Anitta manages to maintain the rhythm and hues even when translating Brazilian faith and flavor into tracks sung in Spanish and English: the samba “Pinterest”, the Spanish cover of “Várias Queixas” by the percussion group and Carnival bloco Olodum, and the forgettable songwriting but nice showcase of Anitta’s sweet timbre, “So Much Love”.
Comparisons with other Brazilian pop girls of her time become inevitable again with Anitta’s choice to close EQUILIBRIVM. “Ouro” has the same spoken-word poetry style (and almost the same title too) as “Ouro de Tolo”, the track that closes Marina Sena’s Coisas Naturais (2025); and the same crowd-settling closer vibe as “Deixa”, the last track in Gaby Amarantos’s Rock Doido (2025).

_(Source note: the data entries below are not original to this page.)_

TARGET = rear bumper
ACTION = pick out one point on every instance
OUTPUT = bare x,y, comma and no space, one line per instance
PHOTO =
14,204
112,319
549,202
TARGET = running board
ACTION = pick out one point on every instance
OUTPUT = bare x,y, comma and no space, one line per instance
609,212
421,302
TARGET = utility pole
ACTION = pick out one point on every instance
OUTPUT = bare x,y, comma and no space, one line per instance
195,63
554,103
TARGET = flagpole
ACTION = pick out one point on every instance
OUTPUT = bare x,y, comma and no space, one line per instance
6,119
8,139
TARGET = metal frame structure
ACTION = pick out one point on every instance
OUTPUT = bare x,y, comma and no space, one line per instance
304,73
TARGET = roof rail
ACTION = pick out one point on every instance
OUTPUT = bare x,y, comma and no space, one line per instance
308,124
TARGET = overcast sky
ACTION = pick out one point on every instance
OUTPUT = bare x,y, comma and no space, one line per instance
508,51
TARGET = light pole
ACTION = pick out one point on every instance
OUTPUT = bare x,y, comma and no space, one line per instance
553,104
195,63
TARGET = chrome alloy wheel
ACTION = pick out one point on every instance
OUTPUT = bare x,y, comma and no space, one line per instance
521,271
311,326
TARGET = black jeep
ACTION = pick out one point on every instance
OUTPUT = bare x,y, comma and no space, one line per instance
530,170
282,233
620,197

The album falters when it becomes too literal, as in “Deus Existe”, or when it forces a conventional “party moment”, as with the weak “Choka Choka”, her collaboration with Shakira, which ends up wasting the metatextual potential of putting together two of Latin music’s most powerful figures.

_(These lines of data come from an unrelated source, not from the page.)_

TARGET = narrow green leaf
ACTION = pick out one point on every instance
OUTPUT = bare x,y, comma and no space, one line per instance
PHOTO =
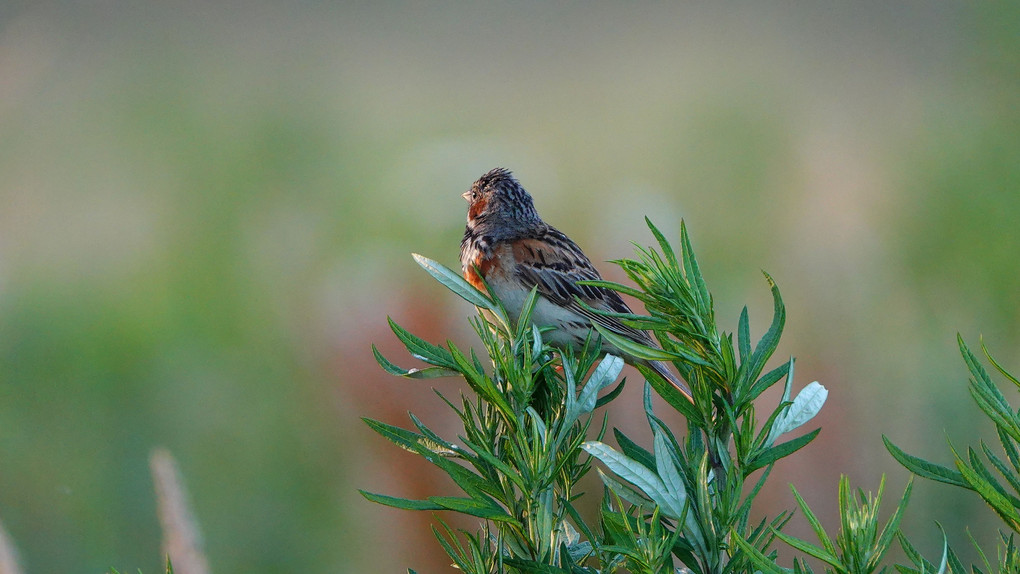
609,397
420,349
779,451
893,526
677,400
812,551
663,244
667,472
763,563
744,335
622,490
635,473
997,501
428,372
455,282
816,525
806,405
531,567
613,285
999,367
403,504
769,341
1003,469
923,468
472,507
604,375
400,436
635,349
693,270
634,451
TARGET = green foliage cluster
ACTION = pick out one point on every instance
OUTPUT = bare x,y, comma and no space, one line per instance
532,429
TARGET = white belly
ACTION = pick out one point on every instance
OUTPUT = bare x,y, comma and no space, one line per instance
569,328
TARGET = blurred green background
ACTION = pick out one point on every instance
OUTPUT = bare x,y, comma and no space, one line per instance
207,210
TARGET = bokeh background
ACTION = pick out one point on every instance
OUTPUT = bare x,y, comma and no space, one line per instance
207,210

The most effective pop moment comes in “Meia-Noite”, a Los Brasileiros collaboration that embodies EQUILIBRIVM’s intentions with clarity and immediacy. The chanting chorus “Depois da meia noite eu vou sair / porque a rua é logo ali / o meu lugar é lá / deixa ela passar” is perfect. It sounds like a spell, a command, a cry for freedom, a refrain from a Carnival trio’s parade, all at the same time. It’s a perfect balance between the euphoric pull of a jump-along pop hit and the cyclical, almost ritualistic quality of a mantra. Now this is a version of Anitta that hadn’t fully and officially blossomed in her discography, and that makes perfect sense beautifully and enjoyably.

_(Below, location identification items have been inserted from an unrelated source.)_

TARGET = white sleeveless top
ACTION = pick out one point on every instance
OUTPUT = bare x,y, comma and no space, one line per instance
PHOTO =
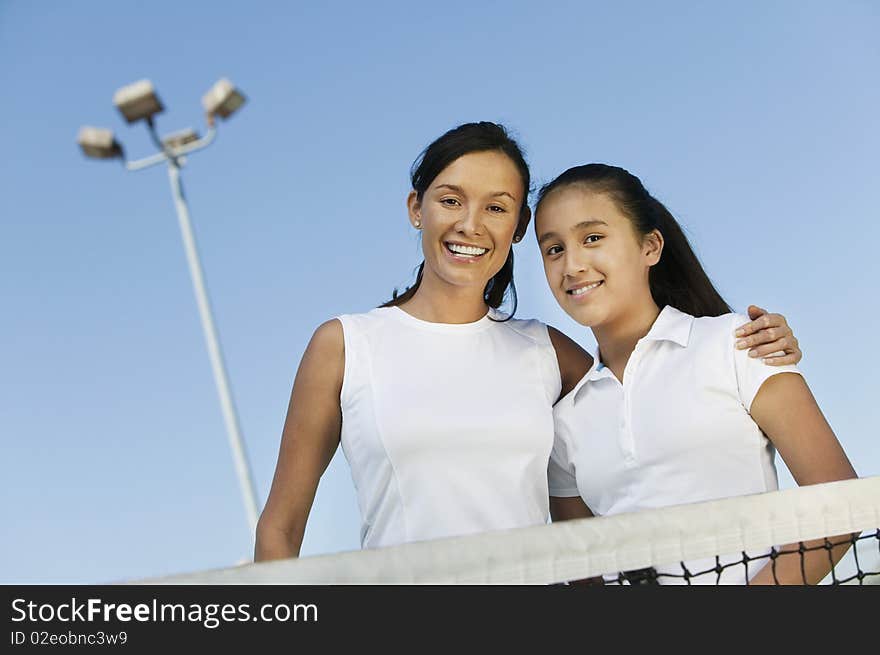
447,428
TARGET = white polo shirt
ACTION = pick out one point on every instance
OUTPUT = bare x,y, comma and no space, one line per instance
677,430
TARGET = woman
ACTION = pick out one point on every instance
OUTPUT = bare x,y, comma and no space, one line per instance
443,405
669,412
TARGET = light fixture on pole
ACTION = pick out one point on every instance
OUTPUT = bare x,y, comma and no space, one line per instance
139,101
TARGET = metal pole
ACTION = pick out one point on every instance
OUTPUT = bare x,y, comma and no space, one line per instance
232,427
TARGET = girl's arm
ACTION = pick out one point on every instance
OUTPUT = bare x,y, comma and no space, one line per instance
308,442
565,509
574,361
787,413
768,334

In many ways, EQUILIBRIVM (2026) is Anitta’s Ray of Light: introspective, yet built for movement; shaped by a woman who has seen the world and found its limits; and who now channels that clarity into something at once spiritual, rhythmic, and fully attuned to the pulse of contemporary pop. Much like George Harrison’s incorporation of Indian music into the sonic vocabulary of the Beatles, or Madonna’s engagement with Kabbalah during her late 1990s reinvention, EQUILIBRIVM places Anitta in the lineage of pop artists who occupy such a cerebral position in shaping the popular culture of their scenes that their spiritual shifts cannot help but represent something greater about pop music as well. “As inside, as outside.”
If not for that, then EQUILIBRIVM shall at least distinguish itself as a prolific creative breakthrough in Anitta’s trajectory. While Funk Generation remains the album where concept and execution are better aligned, EQUILIBRIVM might be the project that finally solidifies Anitta in the public imagination as an artist, not just a performer, a sex symbol and a businesswoman, but a deliberate and evolving creative force.